# Count-based Representation Methods
* Bag-of-Words
    * Binary
    * Count
* TF-IDF

In [8]:
import numpy as np

from sklearn.preprocessing import LabelEncoder
from sklearn.preprocessing import OneHotEncoder
from sklearn.feature_extraction.text import CountVectorizer
from sklearn.feature_extraction.text import TfidfVectorizer

!pip show scikit-learn

Name: scikit-learn
Version: 1.0.1
Summary: A set of python modules for machine learning and data mining
Home-page: http://scikit-learn.org
Author: None
Author-email: None
License: new BSD
Location: /home/tslab/anaconda3/envs/comet2020/lib/python3.8/site-packages
Requires: threadpoolctl, numpy, scipy, joblib
Required-by: seqeval, sentence-transformers, flair, allennlp


In [9]:
# Example Corpus from sklearn documentation
train_corpus = [
    'This is the first document.',
    'This document is the second document.',
    'And this is the third one.',
    'Is this the first document?',
]

test_corpus = [
    'This is the fourth document.',
    'This document is the one.',
    'This document is new.',
]

In [40]:
def print_vector_results(corpus,vector,vocab,is_float=False):
    for doc,vec in zip(corpus,vector):
        print(doc,vec)
        for word,val in zip(vocab,vec):
            if is_float:
                print("{}:{:.3f}".format(word,val),end="\t")
            else:
                print("{}:{}".format(word,val),end="\t")
        print("\n")
        

# Bag-of-Words
## Binary
Each column (corresponds to a n-gram in vocab) is 1 if it exists in sentence and 0 otherwise.<br>
Used CountVectorizer with parameter binary=True

In [34]:
#OneHot Using Count Vectorizer
#binary=True reports non-zero as 1
cv = CountVectorizer(binary=True)

train_cv=cv.fit_transform(train_corpus).toarray()
vocab=cv.get_feature_names_out()
print("Train Vectors")
print_vector_results(train_corpus,train_cv,vocab)

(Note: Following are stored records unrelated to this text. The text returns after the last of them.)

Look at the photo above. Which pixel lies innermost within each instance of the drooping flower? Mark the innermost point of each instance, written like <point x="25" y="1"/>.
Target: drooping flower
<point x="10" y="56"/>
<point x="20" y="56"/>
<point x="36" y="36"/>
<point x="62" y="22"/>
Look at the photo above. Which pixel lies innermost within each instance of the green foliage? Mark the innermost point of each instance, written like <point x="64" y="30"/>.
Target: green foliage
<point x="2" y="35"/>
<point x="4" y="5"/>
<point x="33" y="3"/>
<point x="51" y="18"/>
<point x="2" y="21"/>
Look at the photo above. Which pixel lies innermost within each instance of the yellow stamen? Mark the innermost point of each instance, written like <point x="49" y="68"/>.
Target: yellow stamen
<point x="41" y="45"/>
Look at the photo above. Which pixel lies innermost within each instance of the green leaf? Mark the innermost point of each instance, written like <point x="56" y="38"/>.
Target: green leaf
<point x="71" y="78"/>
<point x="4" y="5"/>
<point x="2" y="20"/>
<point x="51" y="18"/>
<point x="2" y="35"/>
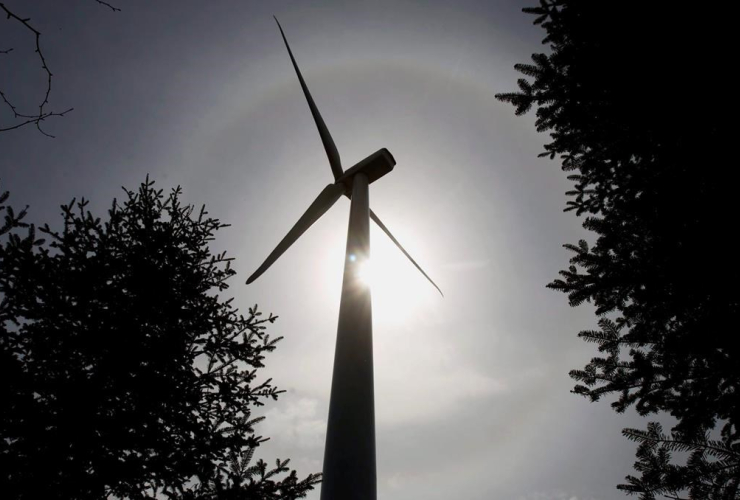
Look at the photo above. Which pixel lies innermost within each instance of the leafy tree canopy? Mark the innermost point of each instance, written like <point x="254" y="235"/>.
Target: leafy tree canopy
<point x="629" y="93"/>
<point x="124" y="372"/>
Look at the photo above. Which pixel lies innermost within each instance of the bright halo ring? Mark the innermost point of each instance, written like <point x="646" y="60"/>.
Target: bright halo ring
<point x="365" y="272"/>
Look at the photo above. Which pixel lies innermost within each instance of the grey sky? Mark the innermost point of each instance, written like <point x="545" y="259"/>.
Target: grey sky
<point x="472" y="392"/>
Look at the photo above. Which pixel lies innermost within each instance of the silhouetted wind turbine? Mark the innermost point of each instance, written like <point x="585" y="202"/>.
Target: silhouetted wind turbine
<point x="349" y="456"/>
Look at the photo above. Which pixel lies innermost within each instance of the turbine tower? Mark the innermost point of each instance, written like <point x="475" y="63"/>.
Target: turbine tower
<point x="349" y="456"/>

test_cv=cv.transform(test_corpus).toarray()
print("Test Vectors")
print_vector_results(test_corpus,test_cv,vocab)


Train Vectors
This is the first document. [0 1 1 1 0 0 1 0 1]
and:0	document:1	first:1	is:1	one:0	second:0	the:1	third:0	this:1	

This document is the second document. [0 1 0 1 0 1 1 0 1]
and:0	document:1	first:0	is:1	one:0	second:1	the:1	third:0	this:1	

And this is the third one. [1 0 0 1 1 0 1 1 1]
and:1	document:0	first:0	is:1	one:1	second:0	the:1	third:1	this:1	

Is this the first document? [0 1 1 1 0 0 1 0 1]
and:0	document:1	first:1	is:1	one:0	second:0	the:1	third:0	this:1	

Test Vectors
This is the fourth document. [0 1 0 1 0 0 1 0 1]
and:0	document:1	first:0	is:1	one:0	second:0	the:1	third:0	this:1	

This document is the one. [0 1 0 1 1 0 1 0 1]
and:0	document:1	first:0	is:1	one:1	second:0	the:1	third:0	this:1	

This document is new. [0 1 0 1 0 0 0 0 1]
and:0	document:1	first:0	is:1	one:0	second:0	the:0	third:0	this:1	



## Count
Columns of Term-Document Matrix used as Document Vectors<br>

In [33]:
# Count Vectorizer

#Unigram
print("Unigram")
cv = CountVectorizer()

#cv tokenizer
cv_tokenizer=cv.build_tokenizer()
print(cv_tokenizer(train_corpus[0]))

train_cv=cv.fit_transform(train_corpus).toarray()
vocab=cv.get_feature_names_out()
print("Train Vectors")
print_vector_results(train_corpus,train_cv,vocab)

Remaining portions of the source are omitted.